Le Matin - Vendredi 9 - Jeudi 15 avril 2010 No. 34213
Éditorial
Collusion !
Ils ont encore osé, ces députés! Le vote favorable massif qu'ils ont donné jeudi au projet gouvernemental portant modification de la loi d'urgence de septembre 2008 dit long de la moquerie que ces parlementaires d'un nouveau genre font de la fonction législative. C'est comme si nous étions irrémédiablement piégés dans une logique de coup de force permanent contre la constitution. Tous les coups-bas politiciens et les artifices légaux et para-légaux semblent permis dès qu'il s'agit d'ancrer l'extraconstitutionnel dans une forme quelconque de légitimité parlementaire. Ou quand il s'agit désormais de sauver des décombres les rituels formels qui donnent à un État effondré et pré-moderne son vernis républicain.
Il y avait, incontestablement, lieu de réviser la loi d'urgence pour la rendre plus conforme aux exigences du moment. Dans sa version pré-12 janvier, elle limitait trop dans le temps la latitude de l'Exécutif et ne disposait d'aucune provision qui permettrait d'encadrer plus ou moins légalement les plans de co-gouvernance ou de « co-tutelle » qui seront mis ouvertement en oeuvre bientôt en Haïti dans le cadre de la reconstruction. Dix-huit mois de mise en veilleuse de fait de la constitution ! Dix-huit mois, et peut-être plus - qui sait ! -, de pouvoirs étendus et exceptionnels entre les mains de l'Exécutif et de ses codécideurs étrangers de la déjà très conflictuelle commission mixte dite intérimaire. Tout cela, hors des contrôles réglementaires conventionnels reconnus dans un État de droit. Il y a, certes, péril et urgence dans la demeure. Mais fallait-il pour autant user de la stratégie de l'évitement pour annihiler toute velléité d'engager un débat démocratique contradictoire sur la pertinence de la demande du gouvernement ? N'était-il pas tout aussi impérieux de délibérer selon une dynamique plus concertative et participative sur la durée légale de la période d'urgence ? Les logiques supranationales et de survie politique individuelle ne sauraient se substituer aux interactions citoyennes intra-sociétales visant l'intérêt général. Évidemment la majorité parlementaire du président de la République en a décidé autrement. Il va falloir s'y faire. Entièrement acquis aux voeux fondés voire aux caprices illégitimes de leur chef, les hommes et femmes du camp « Inite » au parlement semblent allergiques à ces exercices discursifs sur le devenir de la cité. La feuille de route parait être de voter et d'approuver coûte que coûte sur le mode de John Joël Jean et de court-circuiter les joutes oratoires et les parades de rhétorique souvent verbeuses mais parfois sensées et très utiles à la Rudy Hériveaux. Un refus viscéral du débat qui trivialise la vie parlementaire, quitte à émasculer et rendre insignifiante la prestigieuse institution auxquels appartiennent ces volontaires du « oui-oui » partisan. Ils sont comme frappés d'atonie intellectuelle dans la satisfaction libidinale de leurs intérêts subjectifs du jour.

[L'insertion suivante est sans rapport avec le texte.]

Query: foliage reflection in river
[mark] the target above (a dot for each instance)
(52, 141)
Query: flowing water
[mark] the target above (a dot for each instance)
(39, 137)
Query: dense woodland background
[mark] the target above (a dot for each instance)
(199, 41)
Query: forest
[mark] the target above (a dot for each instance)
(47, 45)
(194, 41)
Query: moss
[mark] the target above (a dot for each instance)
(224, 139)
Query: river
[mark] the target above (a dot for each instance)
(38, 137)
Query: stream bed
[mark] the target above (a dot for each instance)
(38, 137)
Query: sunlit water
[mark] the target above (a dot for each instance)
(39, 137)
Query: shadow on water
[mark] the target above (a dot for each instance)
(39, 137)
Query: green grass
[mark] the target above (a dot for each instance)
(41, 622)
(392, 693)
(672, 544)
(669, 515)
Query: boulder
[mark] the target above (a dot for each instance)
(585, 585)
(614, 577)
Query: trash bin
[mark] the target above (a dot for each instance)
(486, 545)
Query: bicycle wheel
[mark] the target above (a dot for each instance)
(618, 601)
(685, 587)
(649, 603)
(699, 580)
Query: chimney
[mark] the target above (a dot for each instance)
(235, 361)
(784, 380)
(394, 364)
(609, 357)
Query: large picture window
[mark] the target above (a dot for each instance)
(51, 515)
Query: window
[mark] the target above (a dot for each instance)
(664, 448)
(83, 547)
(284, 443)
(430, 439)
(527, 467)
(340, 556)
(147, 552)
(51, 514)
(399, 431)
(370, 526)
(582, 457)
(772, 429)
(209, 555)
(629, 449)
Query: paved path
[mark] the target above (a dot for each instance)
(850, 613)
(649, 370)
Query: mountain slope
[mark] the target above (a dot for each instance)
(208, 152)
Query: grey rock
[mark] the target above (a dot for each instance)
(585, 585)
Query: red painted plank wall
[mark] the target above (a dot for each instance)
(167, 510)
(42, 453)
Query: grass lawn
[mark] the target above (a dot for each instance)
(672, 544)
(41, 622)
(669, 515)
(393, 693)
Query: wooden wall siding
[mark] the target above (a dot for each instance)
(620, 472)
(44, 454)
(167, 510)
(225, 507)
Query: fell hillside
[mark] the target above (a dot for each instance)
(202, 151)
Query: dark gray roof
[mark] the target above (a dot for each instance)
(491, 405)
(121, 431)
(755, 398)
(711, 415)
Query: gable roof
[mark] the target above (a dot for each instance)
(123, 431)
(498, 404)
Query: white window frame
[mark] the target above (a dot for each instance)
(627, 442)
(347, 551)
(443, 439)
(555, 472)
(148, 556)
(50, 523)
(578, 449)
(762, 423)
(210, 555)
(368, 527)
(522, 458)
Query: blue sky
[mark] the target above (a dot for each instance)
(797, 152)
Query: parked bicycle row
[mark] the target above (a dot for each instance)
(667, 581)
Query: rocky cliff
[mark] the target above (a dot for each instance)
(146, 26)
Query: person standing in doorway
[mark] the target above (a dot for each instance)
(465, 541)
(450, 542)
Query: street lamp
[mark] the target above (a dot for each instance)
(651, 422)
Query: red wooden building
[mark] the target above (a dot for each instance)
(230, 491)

Des sénateurs non apparentés à la mouvance présidentielle unitéiste, et qui, d'un point de vue légaliste, sont loin d'être eux-mêmes en odeur de sainteté, projettent d'engager le fer sur le texte voté par la Chambre des députés. D'autres vont jusqu'à qualifier ce vote de nul et non avenu puisque contraire, selon eux, aux dispositions constitutionnelles. Comme quoi, la modification aurait dû être le résultat d'un vote en Assemblée Nationale.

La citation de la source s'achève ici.